Land unter heißt es wieder für weite Teile Bulgariens. Die Liste der verheerenden Überschwemmungen ist lang. Bei Unwettern mit Dauerregen und Hochwasser sind in Bulgarien mindestens fünf Menschen ums Leben gekommen. Besonders kritisch war die Lage im Osten und im Süden des Landes. In diesen Regionen traten mehrere Flüsse und ein großer Stausee über die Ufer. Ganze Dörfer sind überflutet, Hunderte Häuser – unbewohnbar. Erdrutsche haben ganze Straßenzüge in die Tiefe mitgerissen. Hunderte Menschen wurden in Sicherheit gebracht. Um eine Flutkatastrophe zu vermeiden, wurde aus vielen Stauseen das Wasser kontrolliert abgelassen. Dutzende Gemeinden riefen den Notzustand aus. Die Fernsehbilder sind erschütternd – weinende alte Menschen, vollkommen hilflos vor der Flut, versuchen ihr Hab und Gut zu retten, das ihnen nach der letzten Überschwemmung übrig geblieben ist.
Diese Bilder wiederholen sich in den letzten Jahren wie ein Alptraum, den man nicht loswird. Es wiederholen sich auch die Überlegungen von Journalisten, Spezialisten und Betroffenen – sind wir gegen die Naturgewalt machtlos, rächt sich die Natur oder handelt es sich wieder um menschliches Versagen?

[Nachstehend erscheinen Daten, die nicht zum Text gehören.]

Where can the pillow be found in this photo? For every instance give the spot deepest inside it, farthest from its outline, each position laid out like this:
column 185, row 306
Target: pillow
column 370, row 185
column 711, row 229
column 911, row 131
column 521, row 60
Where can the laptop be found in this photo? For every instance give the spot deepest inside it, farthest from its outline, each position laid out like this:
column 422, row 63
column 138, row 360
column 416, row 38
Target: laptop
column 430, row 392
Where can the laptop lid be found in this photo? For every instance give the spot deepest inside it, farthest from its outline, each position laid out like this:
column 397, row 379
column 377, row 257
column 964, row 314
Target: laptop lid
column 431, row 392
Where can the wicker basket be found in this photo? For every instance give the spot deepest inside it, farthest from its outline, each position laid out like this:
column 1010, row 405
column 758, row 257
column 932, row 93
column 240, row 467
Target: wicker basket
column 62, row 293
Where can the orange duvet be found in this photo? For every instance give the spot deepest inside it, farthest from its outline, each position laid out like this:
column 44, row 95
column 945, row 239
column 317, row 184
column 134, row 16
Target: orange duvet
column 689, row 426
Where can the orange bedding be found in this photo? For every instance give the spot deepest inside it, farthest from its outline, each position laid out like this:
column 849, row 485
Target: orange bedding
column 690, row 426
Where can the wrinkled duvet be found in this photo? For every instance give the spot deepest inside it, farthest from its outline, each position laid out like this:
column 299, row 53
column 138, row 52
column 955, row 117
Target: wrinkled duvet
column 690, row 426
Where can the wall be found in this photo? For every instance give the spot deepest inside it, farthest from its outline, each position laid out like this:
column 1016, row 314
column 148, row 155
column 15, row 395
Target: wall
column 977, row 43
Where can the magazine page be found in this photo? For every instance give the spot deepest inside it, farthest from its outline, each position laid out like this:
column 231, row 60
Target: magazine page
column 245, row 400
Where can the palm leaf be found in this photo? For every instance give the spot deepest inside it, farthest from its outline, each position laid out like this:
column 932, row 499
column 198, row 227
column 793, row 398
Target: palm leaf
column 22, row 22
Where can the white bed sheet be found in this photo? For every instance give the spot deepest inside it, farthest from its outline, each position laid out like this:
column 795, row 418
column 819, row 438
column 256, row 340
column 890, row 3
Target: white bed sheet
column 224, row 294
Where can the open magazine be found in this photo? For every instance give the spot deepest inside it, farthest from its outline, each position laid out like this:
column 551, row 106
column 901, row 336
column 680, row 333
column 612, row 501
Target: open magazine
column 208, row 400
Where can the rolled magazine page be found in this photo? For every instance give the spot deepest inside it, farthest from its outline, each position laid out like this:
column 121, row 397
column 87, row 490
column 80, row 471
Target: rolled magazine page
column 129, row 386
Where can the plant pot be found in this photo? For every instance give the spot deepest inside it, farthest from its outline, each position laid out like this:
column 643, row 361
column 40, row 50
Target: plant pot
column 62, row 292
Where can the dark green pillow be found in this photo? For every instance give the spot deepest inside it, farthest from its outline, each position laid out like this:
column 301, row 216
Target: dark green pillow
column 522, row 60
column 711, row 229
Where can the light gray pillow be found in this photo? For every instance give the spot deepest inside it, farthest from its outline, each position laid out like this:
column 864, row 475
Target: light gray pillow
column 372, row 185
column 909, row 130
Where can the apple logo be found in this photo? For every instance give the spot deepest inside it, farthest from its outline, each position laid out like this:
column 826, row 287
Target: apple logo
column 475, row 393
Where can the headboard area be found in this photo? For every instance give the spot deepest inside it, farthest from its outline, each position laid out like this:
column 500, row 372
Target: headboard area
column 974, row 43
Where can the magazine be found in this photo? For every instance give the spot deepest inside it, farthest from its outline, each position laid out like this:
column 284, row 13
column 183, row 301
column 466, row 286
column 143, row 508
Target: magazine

Von allem ein bisschen. Die Klimaveränderung ist Fakt. Die Grenze zwischen den vier Jahreszeiten ist selbst in Bulgarien seit Jahren verwischt und so kommt es immer öfters zu Dauerregen und Unwetter. Die Klimaveränderung ist seit langem im Gange, aber wir scheinen, sie lieber ignorieren zu wollen, und deshalb überraschen uns immer wieder Überschwemmungen, die uns unvorbereitet treffen. Die Flut in dieser Woche war für Warna, die Rhodopen, Misia im Nordwesten und Chan Krum im Nordosten wie ein Déjà vu. All diese Flutkatastrophen haben etwas gemeinsam. Niemand wurde zur Verantwortung gezogen, und nie lernten die Menschen aus ihrer Not. Denn bei allen Überschwemmungen bisher haben die Experten im Nachhinein festgestellt, dass die verheerenden Folgen vermieden werden konnten, wären Wälder nicht gerodet, wären die Flussbecken nicht von Abfällen versperrt, und wären die Abflussschächte regelmäßig gereinigt. Wohin man auch in Bulgarien hinfährt, es findet sich kein einziger Bach, der mit allerlei Abfällen nicht bestückt wäre – Plastiktüten flattern überall, leere Flaschen und Essensreste aus dem Mülleimer zuhause liegen herum. Die Flussbecken sind nicht nur von Abfällen versperrt, dort wachsen inzwischen große Bäume. Und die Wälder in den Bergen verschwinden zusehends – die illegale Rodung hat mittlerweile bedrohliche Ausmaße angenommen, nicht ohne die Billigung staatlicher Kontrollorgane, die an der Holzmafia mitverdienen. Die Schlamperei, ja die Fahrlässigkeit der Behörden hört aber bei weitem nicht nur mit der illegalen Abholzung auf – bis vor einem Monat, bis zur letzten Flut im Dezember also, waren die Eigentumsrechte bei über 250 Stauseen in Bulgarien ungeklärt. Bis heute ungeklärt ist der Zustand der Dämme. Von Vorbeugung keine Spur.
Und noch etwas – auch diesmal hat sich keine einzige betroffene Familie gefunden, die eine Wohngebäude- oder Hausratsversicherung abgeschlossen hat. Selbst im ärmsten EU-Land können sich die Menschen umgerechnet 50 Euro im Jahr leisten, um sich versichern zu lassen. Naturgewalten, wie die Überschwemmung durch den Dauerregen in dieser Woche, können innerhalb kurzer Zeit immense Schäden an Gebäuden und Einrichtungen verursachen. Um auf den Kosten für die Instandsetzung nicht vollständig sitzen zu bleiben, hilft nur ein entsprechender Versicherungsschutz. Und nicht Väterchen Staat. Verhaltensmuster können auch verändert werden.
Aus den Augen, aus dem Sinn. So wird es auch dieses Mal werden – die Flutkatastrophe geht vorbei, die nächste wird kommen. Und wir werden uns aber wieder keine Lehren aus der Not gezogen haben.